Besides these chronic patients, some new faces are also arriving with their troubled hearts. Akin to those cooling their heels in the clinic, many in Kashmir today wonder: What’s stopping these young hearts?

“When you have a special filter (cigarettes) for the valley, what do you expect?” Dr Majeed says. “Physical inactivity, mental stress, obesity and the ongoing severe cold are the key factors of cardiac ailments.”

Dr. Majeed is among the prominent community doctors in Kashmir. / MI Photo by Adil Amin Akhoon

In the waiting room, Ghulam Ahmad Dar, 45, is getting restless for his turn. Amid troubled lungs and hearts, he’s putting up a fight with his bladder. His uncontrolled nocturnal urination is ending his sleep.

As he steps in, Dr Majeed looks at his report very keenly. “Your blood sugar level is increasing day by day. Please take care of the diet, avoid sweets and exercise regularly.”

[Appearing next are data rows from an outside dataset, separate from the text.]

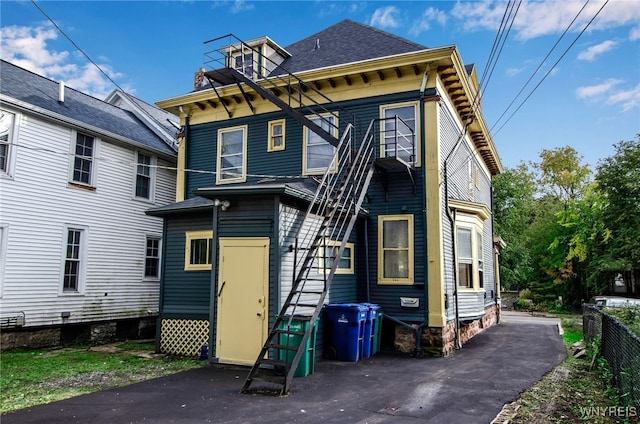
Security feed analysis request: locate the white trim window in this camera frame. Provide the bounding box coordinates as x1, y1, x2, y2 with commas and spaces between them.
144, 236, 161, 280
456, 213, 484, 290
456, 225, 474, 289
380, 102, 420, 166
62, 226, 86, 293
216, 125, 247, 184
134, 152, 156, 201
0, 110, 16, 175
231, 50, 255, 79
71, 132, 98, 186
302, 115, 338, 175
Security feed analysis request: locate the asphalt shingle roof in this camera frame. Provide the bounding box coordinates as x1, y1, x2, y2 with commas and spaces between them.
0, 60, 176, 155
281, 19, 427, 73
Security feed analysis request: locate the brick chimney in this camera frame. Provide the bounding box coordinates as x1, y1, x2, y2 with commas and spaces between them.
193, 68, 205, 90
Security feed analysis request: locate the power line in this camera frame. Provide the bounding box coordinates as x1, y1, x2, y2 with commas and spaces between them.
31, 0, 172, 137
31, 0, 124, 93
489, 0, 589, 132
480, 0, 522, 96
494, 0, 609, 135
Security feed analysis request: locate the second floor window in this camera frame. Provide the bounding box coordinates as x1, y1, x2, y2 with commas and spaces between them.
382, 104, 418, 164
135, 152, 153, 200
216, 126, 247, 184
303, 115, 338, 175
267, 120, 284, 152
71, 133, 95, 185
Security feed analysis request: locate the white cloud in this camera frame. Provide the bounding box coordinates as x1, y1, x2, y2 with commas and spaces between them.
0, 25, 124, 99
505, 67, 526, 77
607, 84, 640, 112
576, 78, 640, 112
231, 0, 255, 13
578, 40, 617, 61
409, 7, 447, 36
451, 0, 640, 40
576, 78, 622, 99
369, 6, 400, 28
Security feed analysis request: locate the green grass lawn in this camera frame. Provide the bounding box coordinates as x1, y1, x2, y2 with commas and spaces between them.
0, 343, 207, 413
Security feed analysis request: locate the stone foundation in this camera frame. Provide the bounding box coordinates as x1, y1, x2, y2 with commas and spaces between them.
394, 305, 500, 356
0, 317, 156, 350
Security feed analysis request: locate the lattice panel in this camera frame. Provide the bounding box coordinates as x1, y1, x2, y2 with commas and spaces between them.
160, 319, 209, 356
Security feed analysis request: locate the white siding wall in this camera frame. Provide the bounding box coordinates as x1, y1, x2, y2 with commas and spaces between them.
0, 107, 175, 326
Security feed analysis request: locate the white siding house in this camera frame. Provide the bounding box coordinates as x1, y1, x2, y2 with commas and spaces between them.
0, 61, 176, 348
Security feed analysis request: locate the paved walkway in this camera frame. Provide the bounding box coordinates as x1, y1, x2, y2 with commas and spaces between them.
1, 312, 566, 424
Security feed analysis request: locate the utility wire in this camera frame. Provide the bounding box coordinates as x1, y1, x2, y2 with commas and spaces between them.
494, 0, 610, 134
478, 0, 522, 99
489, 0, 590, 132
31, 0, 174, 141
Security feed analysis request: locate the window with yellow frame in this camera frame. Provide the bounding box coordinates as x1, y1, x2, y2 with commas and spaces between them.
318, 240, 354, 274
378, 215, 414, 285
267, 119, 285, 152
449, 199, 491, 291
184, 230, 213, 271
302, 114, 338, 175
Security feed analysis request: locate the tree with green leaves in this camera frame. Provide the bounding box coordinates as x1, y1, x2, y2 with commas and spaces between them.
534, 146, 591, 203
596, 134, 640, 294
493, 163, 536, 289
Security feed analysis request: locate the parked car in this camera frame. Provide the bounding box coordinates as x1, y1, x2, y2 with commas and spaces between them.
594, 296, 640, 308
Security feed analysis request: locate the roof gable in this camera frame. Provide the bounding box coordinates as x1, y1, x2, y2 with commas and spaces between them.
0, 60, 176, 156
281, 19, 427, 73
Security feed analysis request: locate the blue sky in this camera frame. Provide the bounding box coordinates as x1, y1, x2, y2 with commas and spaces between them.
0, 0, 640, 167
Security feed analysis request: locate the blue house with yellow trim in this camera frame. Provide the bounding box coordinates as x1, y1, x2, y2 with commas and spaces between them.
148, 20, 502, 391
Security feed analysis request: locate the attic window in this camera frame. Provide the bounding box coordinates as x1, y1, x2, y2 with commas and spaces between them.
233, 51, 253, 78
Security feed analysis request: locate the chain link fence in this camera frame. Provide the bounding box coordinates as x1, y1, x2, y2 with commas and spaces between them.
582, 304, 640, 407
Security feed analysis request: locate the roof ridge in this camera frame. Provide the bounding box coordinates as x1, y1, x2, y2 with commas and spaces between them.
0, 59, 168, 120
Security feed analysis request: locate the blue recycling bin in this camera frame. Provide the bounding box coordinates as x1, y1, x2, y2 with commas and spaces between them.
362, 303, 380, 358
326, 303, 369, 362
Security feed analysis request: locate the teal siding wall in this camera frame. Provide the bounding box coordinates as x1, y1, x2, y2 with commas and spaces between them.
182, 91, 428, 321
160, 210, 211, 319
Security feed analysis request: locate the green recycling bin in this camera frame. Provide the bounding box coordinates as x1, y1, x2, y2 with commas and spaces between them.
278, 315, 318, 377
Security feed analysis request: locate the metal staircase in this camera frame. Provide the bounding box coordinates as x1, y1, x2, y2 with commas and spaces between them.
204, 35, 415, 395
204, 34, 355, 147
242, 118, 375, 394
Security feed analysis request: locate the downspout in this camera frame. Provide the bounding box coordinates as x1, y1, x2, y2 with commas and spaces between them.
207, 203, 218, 362
364, 216, 371, 303
442, 118, 473, 349
155, 216, 167, 353
490, 181, 500, 324
178, 106, 189, 204
416, 71, 431, 356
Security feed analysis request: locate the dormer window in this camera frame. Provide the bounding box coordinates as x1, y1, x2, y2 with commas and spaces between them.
233, 51, 253, 78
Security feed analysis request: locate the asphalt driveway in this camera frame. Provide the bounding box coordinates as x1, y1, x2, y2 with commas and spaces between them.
1, 312, 566, 424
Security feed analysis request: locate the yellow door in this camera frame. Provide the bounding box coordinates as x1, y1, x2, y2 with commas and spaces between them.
216, 237, 269, 365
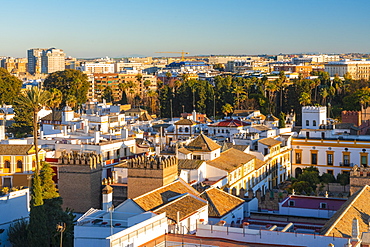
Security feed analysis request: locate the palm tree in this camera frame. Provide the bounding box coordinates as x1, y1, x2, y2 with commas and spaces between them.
233, 85, 245, 110
49, 88, 63, 122
221, 103, 233, 117
299, 92, 311, 106
147, 89, 157, 114
15, 87, 51, 174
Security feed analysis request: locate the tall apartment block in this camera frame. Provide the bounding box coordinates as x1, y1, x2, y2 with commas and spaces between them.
27, 48, 66, 74
27, 48, 46, 74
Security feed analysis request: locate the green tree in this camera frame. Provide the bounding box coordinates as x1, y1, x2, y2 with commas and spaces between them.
222, 103, 233, 117
16, 87, 50, 174
279, 112, 286, 128
44, 69, 90, 106
49, 88, 63, 121
103, 86, 113, 103
27, 172, 49, 247
0, 68, 22, 105
40, 162, 59, 200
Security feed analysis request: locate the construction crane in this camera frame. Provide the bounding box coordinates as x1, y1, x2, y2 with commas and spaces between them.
156, 51, 189, 61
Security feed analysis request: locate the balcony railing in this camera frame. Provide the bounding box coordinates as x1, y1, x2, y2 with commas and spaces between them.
339, 162, 354, 167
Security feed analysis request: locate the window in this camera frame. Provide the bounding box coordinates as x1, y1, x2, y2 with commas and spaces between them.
360, 153, 367, 167
295, 152, 302, 164
4, 160, 10, 169
193, 155, 202, 160
326, 151, 334, 166
343, 152, 350, 166
311, 153, 317, 165
17, 160, 23, 169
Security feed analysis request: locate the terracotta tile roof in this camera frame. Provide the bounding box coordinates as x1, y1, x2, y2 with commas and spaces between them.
258, 137, 282, 147
132, 179, 199, 211
210, 119, 251, 127
254, 159, 265, 170
41, 111, 81, 121
153, 194, 207, 222
200, 188, 244, 217
0, 144, 35, 155
125, 108, 146, 113
138, 112, 153, 121
174, 118, 197, 125
178, 159, 204, 170
185, 133, 221, 152
252, 125, 270, 131
321, 185, 370, 238
266, 115, 279, 122
177, 148, 191, 154
207, 148, 256, 172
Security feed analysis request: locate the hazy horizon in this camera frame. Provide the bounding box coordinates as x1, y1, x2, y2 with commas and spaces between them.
0, 0, 370, 58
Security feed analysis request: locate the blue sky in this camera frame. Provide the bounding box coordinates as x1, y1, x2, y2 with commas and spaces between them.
0, 0, 370, 57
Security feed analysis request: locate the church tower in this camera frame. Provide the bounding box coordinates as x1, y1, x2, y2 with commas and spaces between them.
127, 156, 178, 198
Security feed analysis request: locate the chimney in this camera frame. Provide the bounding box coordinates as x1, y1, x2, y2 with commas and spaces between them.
102, 185, 113, 211
192, 110, 197, 122
94, 131, 100, 144
121, 128, 128, 139
351, 218, 360, 240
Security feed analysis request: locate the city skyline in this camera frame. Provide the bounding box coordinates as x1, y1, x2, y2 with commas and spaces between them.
0, 0, 370, 57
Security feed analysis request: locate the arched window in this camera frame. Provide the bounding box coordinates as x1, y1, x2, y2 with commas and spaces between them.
17, 160, 23, 169
4, 160, 10, 169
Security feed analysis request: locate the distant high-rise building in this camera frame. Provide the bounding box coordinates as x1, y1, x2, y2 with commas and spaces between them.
27, 48, 66, 74
27, 48, 46, 74
41, 48, 66, 74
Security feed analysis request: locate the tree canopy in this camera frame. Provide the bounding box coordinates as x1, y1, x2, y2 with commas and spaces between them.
0, 68, 22, 104
44, 69, 90, 107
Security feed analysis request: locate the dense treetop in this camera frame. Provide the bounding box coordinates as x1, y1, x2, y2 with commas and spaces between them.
44, 69, 90, 107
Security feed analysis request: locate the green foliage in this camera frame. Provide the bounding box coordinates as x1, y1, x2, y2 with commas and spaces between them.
0, 68, 22, 105
103, 86, 113, 103
279, 112, 286, 128
31, 173, 44, 207
27, 162, 74, 247
40, 162, 59, 200
8, 218, 29, 247
44, 69, 90, 107
27, 205, 50, 247
291, 166, 320, 194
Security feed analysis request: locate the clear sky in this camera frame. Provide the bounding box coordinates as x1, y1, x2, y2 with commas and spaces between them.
0, 0, 370, 57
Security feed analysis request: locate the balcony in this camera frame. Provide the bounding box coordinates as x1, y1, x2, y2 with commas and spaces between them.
339, 162, 355, 167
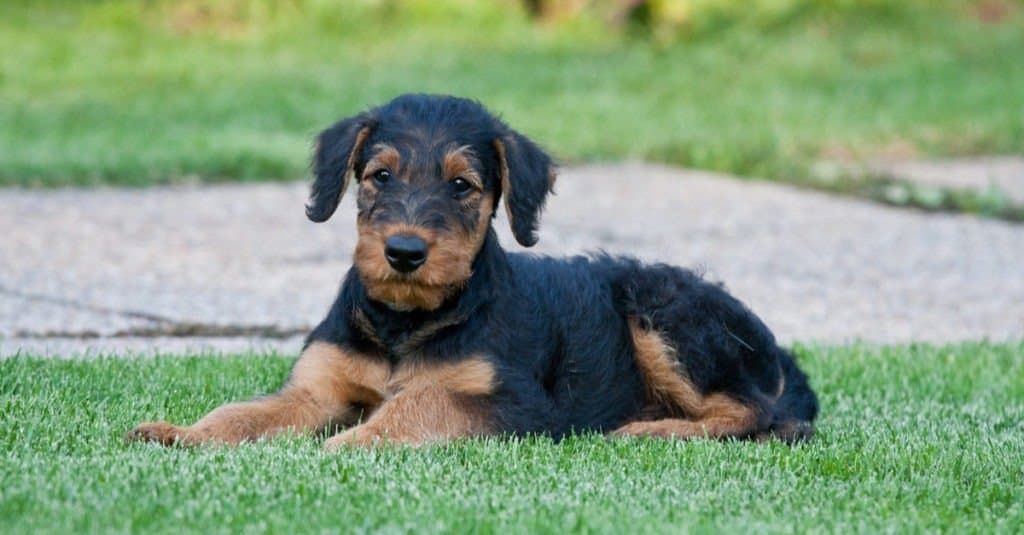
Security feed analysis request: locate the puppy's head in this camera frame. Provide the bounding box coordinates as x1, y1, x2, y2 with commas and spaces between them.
306, 94, 555, 311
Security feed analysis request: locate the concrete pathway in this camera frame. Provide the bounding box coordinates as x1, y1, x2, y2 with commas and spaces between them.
0, 164, 1024, 355
867, 156, 1024, 204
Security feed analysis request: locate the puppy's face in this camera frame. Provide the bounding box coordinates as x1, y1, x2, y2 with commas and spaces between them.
354, 135, 496, 311
306, 95, 554, 311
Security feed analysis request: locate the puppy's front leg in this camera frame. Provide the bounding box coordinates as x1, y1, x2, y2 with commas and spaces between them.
127, 342, 389, 446
324, 358, 498, 450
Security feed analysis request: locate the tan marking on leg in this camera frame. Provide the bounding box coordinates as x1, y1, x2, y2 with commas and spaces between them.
630, 319, 703, 417
324, 358, 497, 450
613, 319, 757, 439
614, 394, 757, 439
127, 342, 389, 446
389, 357, 497, 396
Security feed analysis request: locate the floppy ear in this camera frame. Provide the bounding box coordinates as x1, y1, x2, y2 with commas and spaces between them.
495, 131, 555, 247
306, 114, 374, 222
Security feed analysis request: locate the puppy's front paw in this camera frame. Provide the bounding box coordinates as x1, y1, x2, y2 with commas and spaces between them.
125, 421, 185, 446
324, 425, 384, 452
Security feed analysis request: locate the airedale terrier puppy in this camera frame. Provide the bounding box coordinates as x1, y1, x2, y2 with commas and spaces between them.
129, 94, 818, 448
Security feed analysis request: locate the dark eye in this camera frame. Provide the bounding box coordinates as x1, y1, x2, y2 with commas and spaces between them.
373, 169, 391, 186
451, 176, 473, 199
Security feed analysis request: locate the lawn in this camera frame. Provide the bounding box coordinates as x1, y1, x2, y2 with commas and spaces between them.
0, 342, 1024, 533
0, 0, 1024, 201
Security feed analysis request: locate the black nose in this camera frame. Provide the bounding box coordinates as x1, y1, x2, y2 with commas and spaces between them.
384, 234, 427, 273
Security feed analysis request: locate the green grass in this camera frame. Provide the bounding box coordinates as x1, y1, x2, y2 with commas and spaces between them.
0, 342, 1024, 533
0, 0, 1024, 194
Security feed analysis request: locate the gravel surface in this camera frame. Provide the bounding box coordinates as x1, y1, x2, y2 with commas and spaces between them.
0, 160, 1024, 355
869, 156, 1024, 204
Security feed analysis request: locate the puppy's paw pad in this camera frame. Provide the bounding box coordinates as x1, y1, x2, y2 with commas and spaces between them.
125, 421, 184, 446
324, 427, 384, 446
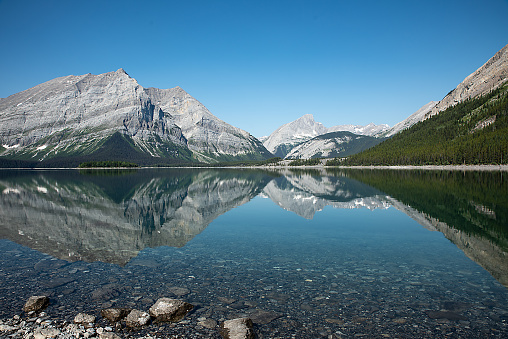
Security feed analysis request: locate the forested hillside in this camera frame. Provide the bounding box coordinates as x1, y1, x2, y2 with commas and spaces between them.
328, 83, 508, 166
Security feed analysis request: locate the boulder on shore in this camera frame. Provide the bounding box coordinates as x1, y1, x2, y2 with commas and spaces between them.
23, 295, 49, 313
220, 318, 256, 339
125, 310, 150, 327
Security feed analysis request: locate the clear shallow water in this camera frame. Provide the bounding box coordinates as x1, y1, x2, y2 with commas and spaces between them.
0, 170, 508, 338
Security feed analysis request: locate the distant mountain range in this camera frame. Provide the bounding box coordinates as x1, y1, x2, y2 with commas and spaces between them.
261, 114, 389, 159
263, 45, 508, 165
338, 45, 508, 165
0, 45, 508, 167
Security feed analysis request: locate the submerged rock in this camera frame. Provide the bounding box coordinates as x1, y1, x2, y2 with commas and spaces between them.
74, 313, 95, 324
23, 295, 49, 313
250, 310, 282, 325
101, 308, 132, 323
220, 318, 255, 339
150, 298, 194, 322
425, 310, 467, 320
125, 310, 150, 327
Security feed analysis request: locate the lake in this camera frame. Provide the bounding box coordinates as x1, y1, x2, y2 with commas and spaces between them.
0, 169, 508, 338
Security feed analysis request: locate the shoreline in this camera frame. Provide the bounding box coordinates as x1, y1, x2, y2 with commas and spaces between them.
0, 163, 508, 172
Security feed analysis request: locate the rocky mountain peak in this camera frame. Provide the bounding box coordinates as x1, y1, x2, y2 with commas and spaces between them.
425, 45, 508, 118
0, 68, 269, 162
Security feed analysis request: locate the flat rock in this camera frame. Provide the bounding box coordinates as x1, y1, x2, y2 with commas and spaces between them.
217, 297, 236, 304
169, 286, 190, 297
101, 308, 132, 323
198, 319, 217, 328
34, 328, 61, 339
99, 332, 121, 339
125, 310, 150, 327
250, 310, 282, 325
150, 298, 194, 322
23, 295, 49, 313
220, 318, 255, 339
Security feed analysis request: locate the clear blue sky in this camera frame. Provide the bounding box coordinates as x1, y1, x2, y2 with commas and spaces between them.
0, 0, 508, 137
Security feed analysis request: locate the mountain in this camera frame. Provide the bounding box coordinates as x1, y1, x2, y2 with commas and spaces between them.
286, 131, 385, 159
338, 45, 508, 165
260, 114, 389, 159
376, 45, 508, 137
327, 122, 390, 136
376, 101, 438, 137
263, 114, 327, 158
0, 69, 270, 167
426, 45, 508, 118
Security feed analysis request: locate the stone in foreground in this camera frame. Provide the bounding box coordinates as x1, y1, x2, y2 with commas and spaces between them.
150, 298, 194, 322
125, 310, 150, 327
23, 295, 49, 313
33, 328, 61, 339
101, 308, 131, 323
220, 318, 256, 339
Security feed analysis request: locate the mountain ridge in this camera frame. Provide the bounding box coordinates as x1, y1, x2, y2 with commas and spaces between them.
0, 68, 271, 166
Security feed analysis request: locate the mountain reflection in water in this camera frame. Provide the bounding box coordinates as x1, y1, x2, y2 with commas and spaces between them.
0, 169, 508, 286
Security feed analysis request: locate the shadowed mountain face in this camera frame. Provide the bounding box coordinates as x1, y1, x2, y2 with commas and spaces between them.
0, 169, 508, 287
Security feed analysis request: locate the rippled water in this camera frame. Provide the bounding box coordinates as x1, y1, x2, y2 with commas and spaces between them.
0, 170, 508, 338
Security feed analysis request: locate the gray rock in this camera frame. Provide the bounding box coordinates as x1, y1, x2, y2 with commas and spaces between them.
101, 308, 131, 323
99, 332, 121, 339
150, 298, 194, 322
23, 295, 49, 313
425, 310, 467, 320
34, 328, 61, 339
198, 319, 217, 328
125, 310, 150, 327
220, 318, 255, 339
169, 286, 190, 297
74, 313, 95, 324
250, 310, 282, 325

“My wife is also diagnosed with diabetes,” Dar says. “It costs me two thousand per month for the medicines only.”

Apart from diabetes, medicos equally blame hypertension for cardiac arrests in the valley.

Next in the queue is Imitiyaz Ahmed, a coppersmith of Rainawari. After bedridden for three months, he has come for a check-up.

Last November, Imitiyaz felt his head heavy—forcing him to leave his shop open, and rush home for some rest. Later that day, he was taken to Khyber hospital, where an MRI showed an ischemic stroke.

“He was shifted to SKIMS where a surgery to remove the clot was prescribed,” Tabasum, Imtiyaz’s wife, says. “But dissecting skull was the scary part and we were not ready for it.” He was eventually flown outside the valley for a critical-care treatment.

Apart from lifestyle problems, Dr. Majeed blames the carefree attitude in young Kashmiris—living stressful lives in strife zone—for their escalated hypertensive states, now increasingly culminating into the cardiac arrests.

“Hypertension is taking a huge toll on the health of Kashmiris,” the doctor says. “You will find the hypertension patient in every household. And this disease is clearly contributing to the escalating graph of cardiac problems in Kashmir today.”